Cowboy memory spike when sending JSON as iodata through Plug

mikunn · December 17, 2020, 11:55am

I’m trying to figure out what might cause Cowboy to consume a lot of memory when sending JSON data (about 3.5 megs) as iodata through Plug, but with JSON string the memory footprint is very small.

I have a schema with around 10 fields and three of “many” type of associations as a list of around 12.2k items. I noticed that when I do render(conn, "index.json", fairly_large_list: list) in the controller and make a request, Observer shows that cowboy_clear:connection_process/4 consumes almost 50 megs of memory when running cowboy_http:loop/1.

So I started to dig a bit deeper and replaced the standard render with the following

json =
  Phoenix.View.render_to_iodata(MyView, "index.json", %{fairly_large_list: list})

conn
  |> Plug.Conn.put_resp_header("content-type", "application/json")
  |> Plug.Conn.send_resp(200, json)

Running the request again shows the same memory consumption. However, when I change that to

json =
  Phoenix.View.render(MyView, "index.json", %{fairly_large_list: list})
  |> Jason.encode!()
  
conn
  |> Plug.Conn.put_resp_header("content-type", "application/json")
  |> Plug.Conn.send_resp(conn.status || 200, json)

Then the Cowboy process maxes to around 40k of memory.

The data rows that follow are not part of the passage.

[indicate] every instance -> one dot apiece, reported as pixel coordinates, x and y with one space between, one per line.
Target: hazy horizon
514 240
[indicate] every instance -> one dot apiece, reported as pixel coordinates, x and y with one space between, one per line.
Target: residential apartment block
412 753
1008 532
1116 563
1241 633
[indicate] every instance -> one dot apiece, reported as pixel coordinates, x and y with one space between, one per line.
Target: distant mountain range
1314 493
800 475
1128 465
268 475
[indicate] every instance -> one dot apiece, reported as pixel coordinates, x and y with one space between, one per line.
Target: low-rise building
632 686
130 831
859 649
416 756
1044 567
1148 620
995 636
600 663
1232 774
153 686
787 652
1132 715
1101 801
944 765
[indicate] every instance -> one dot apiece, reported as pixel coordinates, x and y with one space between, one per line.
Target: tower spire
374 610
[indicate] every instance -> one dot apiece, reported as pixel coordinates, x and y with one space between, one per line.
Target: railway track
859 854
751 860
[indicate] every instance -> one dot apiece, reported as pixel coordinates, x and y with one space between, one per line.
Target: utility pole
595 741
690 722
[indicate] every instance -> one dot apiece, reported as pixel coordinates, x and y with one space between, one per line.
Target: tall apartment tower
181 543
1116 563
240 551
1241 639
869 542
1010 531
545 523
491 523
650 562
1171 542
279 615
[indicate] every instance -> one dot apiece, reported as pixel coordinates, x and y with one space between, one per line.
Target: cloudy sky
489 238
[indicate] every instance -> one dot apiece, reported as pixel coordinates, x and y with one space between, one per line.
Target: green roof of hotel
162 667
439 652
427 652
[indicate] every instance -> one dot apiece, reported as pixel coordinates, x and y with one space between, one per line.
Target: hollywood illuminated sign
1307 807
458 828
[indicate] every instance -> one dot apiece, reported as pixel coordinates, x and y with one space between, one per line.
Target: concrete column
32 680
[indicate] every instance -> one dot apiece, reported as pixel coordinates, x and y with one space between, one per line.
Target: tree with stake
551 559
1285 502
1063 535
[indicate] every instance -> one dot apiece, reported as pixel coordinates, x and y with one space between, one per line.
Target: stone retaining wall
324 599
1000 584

So basically, when I send an iolist, Cowboy consumes 1000 times more memory with iolist than if I send a string. I took response compression off, but it didn’t have any effect. The frontend is directly connected to Cowboy.

Any ideas? Thanks!

NobbZ · December 17, 2020, 12:42pm

Binaries of a certain size are not stored in the process, but on a special binary heap, therefore the consumption will remain roughly the same, it just won’t be accounted to the process.

mikunn · December 17, 2020, 1:27pm

Thank you! That makes perfect sense.

I still wonder why the memory consumption is that high. I guess lists of structs/maps take up much more memory than corresponding JSON strings. But it still sounds quite a big difference.

NobbZ · December 17, 2020, 1:39pm

We know nothing about how the iolist is actually structured, though lists, especially with many elements, can explode pretty quickly.

On a 64 bit machine a list with 10 elements will take 8 byte for the empty list, 80 bytes for the individual “boxes” and the space of the elements itself.

If those are lists as well (as iolists can be arbitrary nested).

So, [[['a']]] which is 4 lists of length 1, 4 empty lists and a small integer will take 4 * 8 + 4 * 8 + 8 = 9 * 8 = 72 bytes for a single resulting <<?a>> after “writing” it out.

Similar binaries have an overhead of 3 to 6 bytes per binary for the fat pointer reaching either into the process heap or the binary heap. Actual data might be or might not be shared.

mikunn · December 17, 2020, 1:48pm

Thanks, that explains. I’ll need to figure out the total memory consumption instead of looking at the processes while determining the best way to render the JSON (which itself can certainly be fine-tuned).

NobbZ · December 17, 2020, 1:54pm

You can use :erts_debug.size/1 and flat_size/1 to get actual size in words, depending on your architecture you need to multiply them with either 4 or 8 to get actual byte sizes.

mikunn · December 17, 2020, 1:56pm

Alright, thanks a lot for your help!

ityonemo · December 17, 2020, 4:43pm

Just be careful. It can easily go the other way; place I work at is debugging a situation where using binaries is causing memory explosion relative to using iolists.

mikunn · December 18, 2020, 2:42pm

Thanks for pointing that out. That’s why I was wondering about the difference in memory consumption in the first place, since I was in the belief that iolists would always be more memory efficient. But like mentioned before, relates to how iolists are structured.